We just held the 7th (Virtual) LightOn AI Meetup, and it was a blast! For this chapter, we had Adam Gaier, Senior AI Research Scientist at Autodesk Research presenting his work on Weight Agnostic Neural Networks, done while at Google Brain and INRIA. You may check out the slides for this talk while we prepare the video of the meetup for upload. It will be posted soon on the Youtube channel of LightOn, subscribe to get notified, and subscribe to our Meetup to get notified of the next events, there is more cool stuff coming!
The presentation started from a discussion on innate abilities in animals, like hatchling marine iguanas able to survive snakes attacking en masse and innate abilities in machines, exemplified by Deep Image Prior and Liquid State Machines.
Not all neural network architectures are created equal, some perform much better than others for certain tasks — but how important are the weight parameters of a neural network compared to its architecture?
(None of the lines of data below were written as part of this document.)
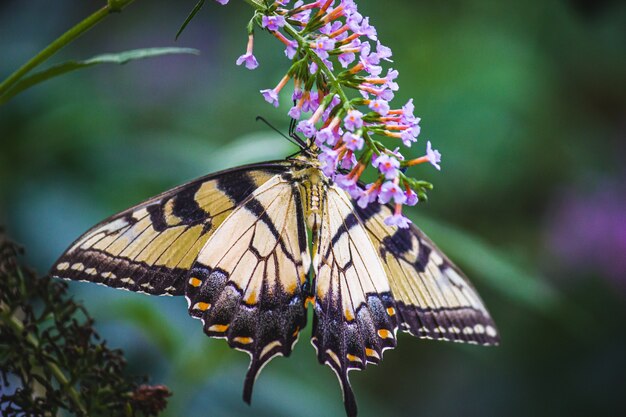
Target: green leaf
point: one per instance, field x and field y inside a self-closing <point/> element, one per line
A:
<point x="118" y="58"/>
<point x="191" y="15"/>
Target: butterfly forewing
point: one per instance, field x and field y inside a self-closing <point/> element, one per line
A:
<point x="235" y="244"/>
<point x="354" y="319"/>
<point x="434" y="299"/>
<point x="247" y="283"/>
<point x="150" y="247"/>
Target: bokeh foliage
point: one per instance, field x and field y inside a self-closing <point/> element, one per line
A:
<point x="526" y="101"/>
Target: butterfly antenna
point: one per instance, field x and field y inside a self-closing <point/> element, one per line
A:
<point x="296" y="141"/>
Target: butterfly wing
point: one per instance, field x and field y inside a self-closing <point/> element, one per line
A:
<point x="150" y="247"/>
<point x="248" y="283"/>
<point x="354" y="319"/>
<point x="434" y="299"/>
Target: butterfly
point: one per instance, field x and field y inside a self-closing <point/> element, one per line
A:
<point x="252" y="248"/>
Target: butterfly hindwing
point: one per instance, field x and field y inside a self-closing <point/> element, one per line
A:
<point x="354" y="319"/>
<point x="248" y="283"/>
<point x="151" y="246"/>
<point x="434" y="299"/>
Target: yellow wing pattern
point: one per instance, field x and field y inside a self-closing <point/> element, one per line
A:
<point x="150" y="247"/>
<point x="354" y="319"/>
<point x="249" y="282"/>
<point x="434" y="299"/>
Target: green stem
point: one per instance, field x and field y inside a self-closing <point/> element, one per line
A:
<point x="18" y="327"/>
<point x="83" y="26"/>
<point x="293" y="32"/>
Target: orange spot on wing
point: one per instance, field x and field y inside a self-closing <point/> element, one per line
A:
<point x="243" y="340"/>
<point x="385" y="334"/>
<point x="202" y="306"/>
<point x="219" y="328"/>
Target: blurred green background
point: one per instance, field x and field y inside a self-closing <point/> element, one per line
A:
<point x="526" y="101"/>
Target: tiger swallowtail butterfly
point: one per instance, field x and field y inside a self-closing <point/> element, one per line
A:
<point x="235" y="244"/>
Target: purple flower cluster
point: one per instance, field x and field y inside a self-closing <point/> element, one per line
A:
<point x="335" y="49"/>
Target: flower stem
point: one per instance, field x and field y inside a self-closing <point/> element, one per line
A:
<point x="80" y="28"/>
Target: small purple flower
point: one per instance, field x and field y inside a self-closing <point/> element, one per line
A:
<point x="411" y="197"/>
<point x="409" y="136"/>
<point x="270" y="96"/>
<point x="387" y="166"/>
<point x="306" y="128"/>
<point x="353" y="142"/>
<point x="325" y="135"/>
<point x="398" y="220"/>
<point x="353" y="120"/>
<point x="433" y="155"/>
<point x="369" y="195"/>
<point x="322" y="45"/>
<point x="345" y="181"/>
<point x="291" y="49"/>
<point x="391" y="190"/>
<point x="328" y="158"/>
<point x="346" y="59"/>
<point x="379" y="106"/>
<point x="273" y="22"/>
<point x="390" y="79"/>
<point x="383" y="52"/>
<point x="295" y="112"/>
<point x="249" y="59"/>
<point x="348" y="161"/>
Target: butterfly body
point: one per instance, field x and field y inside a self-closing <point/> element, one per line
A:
<point x="236" y="245"/>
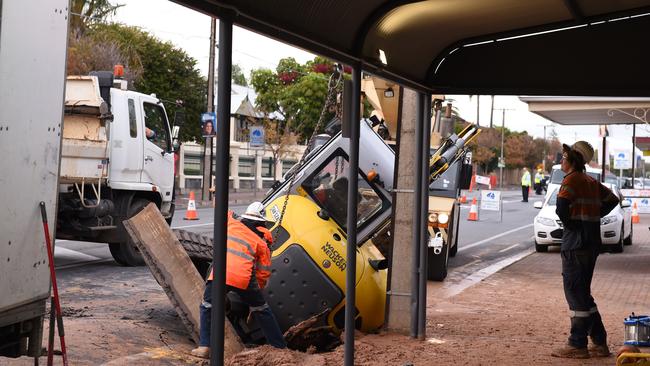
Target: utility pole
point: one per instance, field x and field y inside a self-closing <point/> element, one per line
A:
<point x="492" y="112"/>
<point x="502" y="162"/>
<point x="478" y="109"/>
<point x="207" y="159"/>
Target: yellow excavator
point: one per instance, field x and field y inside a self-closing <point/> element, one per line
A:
<point x="309" y="208"/>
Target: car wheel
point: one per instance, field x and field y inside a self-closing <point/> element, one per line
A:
<point x="541" y="248"/>
<point x="618" y="247"/>
<point x="628" y="240"/>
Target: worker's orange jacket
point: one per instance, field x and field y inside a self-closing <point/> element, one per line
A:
<point x="247" y="255"/>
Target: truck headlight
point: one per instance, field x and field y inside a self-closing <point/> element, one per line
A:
<point x="608" y="220"/>
<point x="545" y="221"/>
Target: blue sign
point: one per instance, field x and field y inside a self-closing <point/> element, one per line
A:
<point x="209" y="124"/>
<point x="256" y="137"/>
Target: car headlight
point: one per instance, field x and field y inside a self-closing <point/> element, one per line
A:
<point x="545" y="221"/>
<point x="608" y="220"/>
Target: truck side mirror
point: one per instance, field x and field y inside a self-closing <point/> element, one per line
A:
<point x="465" y="178"/>
<point x="179" y="118"/>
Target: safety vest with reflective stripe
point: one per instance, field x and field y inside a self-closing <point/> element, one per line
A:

To answer this question, a different kind of neural architecture search is needed: one that de-emphasizes training and weights. Ideally one would repeatedly sample weights and test, but this becomes quickly unfeasible because of the curse of dimensionality. The solution is simple: use a single shared weight for all connections, and estimate performance on several roll-outs. This mechanism produces Weight Agnostic Neural Networks, or WANNs, networks that can perform well with a single shared weight, even when it is assigned randomly!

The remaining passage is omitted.